I look at her. The lack of faith in me kind of hurts.
“Trust me,” he says. “She’s not wrong. I can treat a guy who’s never had sex like they’re the most special person in the world, then use them until there’s no trust left.” And as if realizing what he said, he looks away.
“Then why didn’t you?” I ask.
“Because Richard said he’d rip my cock out if I so much as thought about you sexually. You are his, not mine, not anyone else’s. His. He wasn’t joking.”
“How long do you think we have?”
“He’s not the system, Dennis, but he is connected. We need to avoid people and I mean everyone. Anyone we meet might be his.”
“And he knows where we’re ultimately going,” Silver says.
“The best thing, for our survival,” Brandon says, “is for us to head in the opposite direction.”
“No. I’m going home. We’ll take the long way there, stick to the wilderness as much as we can, but I’m going home. Once there, he won’t be able to get to me.”

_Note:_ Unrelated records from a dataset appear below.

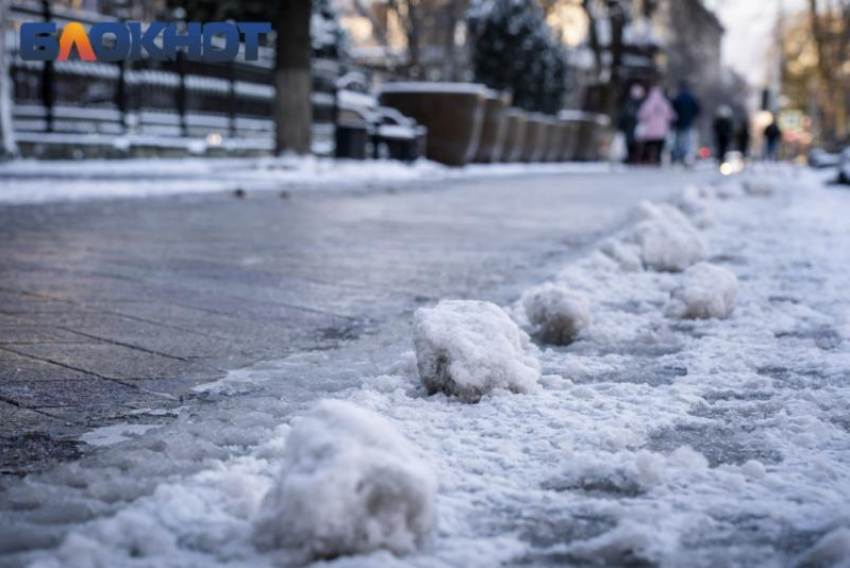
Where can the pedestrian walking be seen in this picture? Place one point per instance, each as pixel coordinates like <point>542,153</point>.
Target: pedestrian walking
<point>655,116</point>
<point>627,121</point>
<point>773,137</point>
<point>742,135</point>
<point>687,109</point>
<point>724,129</point>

“But he can get to the rest of us,” Brandon says.
“You can leave, Brandon,” I tell him. “Take what you need from the journal and—”
“Don’t you fucking hand that thing to me, Dennis. And I’m not leaving you. On your own, the next thing you know, you’ll find yourself helping strangers to death.”
I smirk.
Silver sighs. “I’m going to take you up on heading my own way. Not right now,” she adds. “But I’m not crossing the river. It’s too easy for him to have people there waiting. Once we’re there, I’ll head my own way.”
“I’m going back to Toronto,” Helen says. “I’ll make sure to surround myself with enough magic he won’t be able to approach without being burned to a crisp.”
I nod. “So that’s the plan. Stay to the wilderness as much as we can, avoid attracting attention when we can’t. And make it home in one piece.”
She sighs. “I was so looking forward to some easy traveling and good beds and good food and baths every night.”
“I’ll throw you into any stream we come across, Hel,” Brandon says. “You won’t even have to ask.”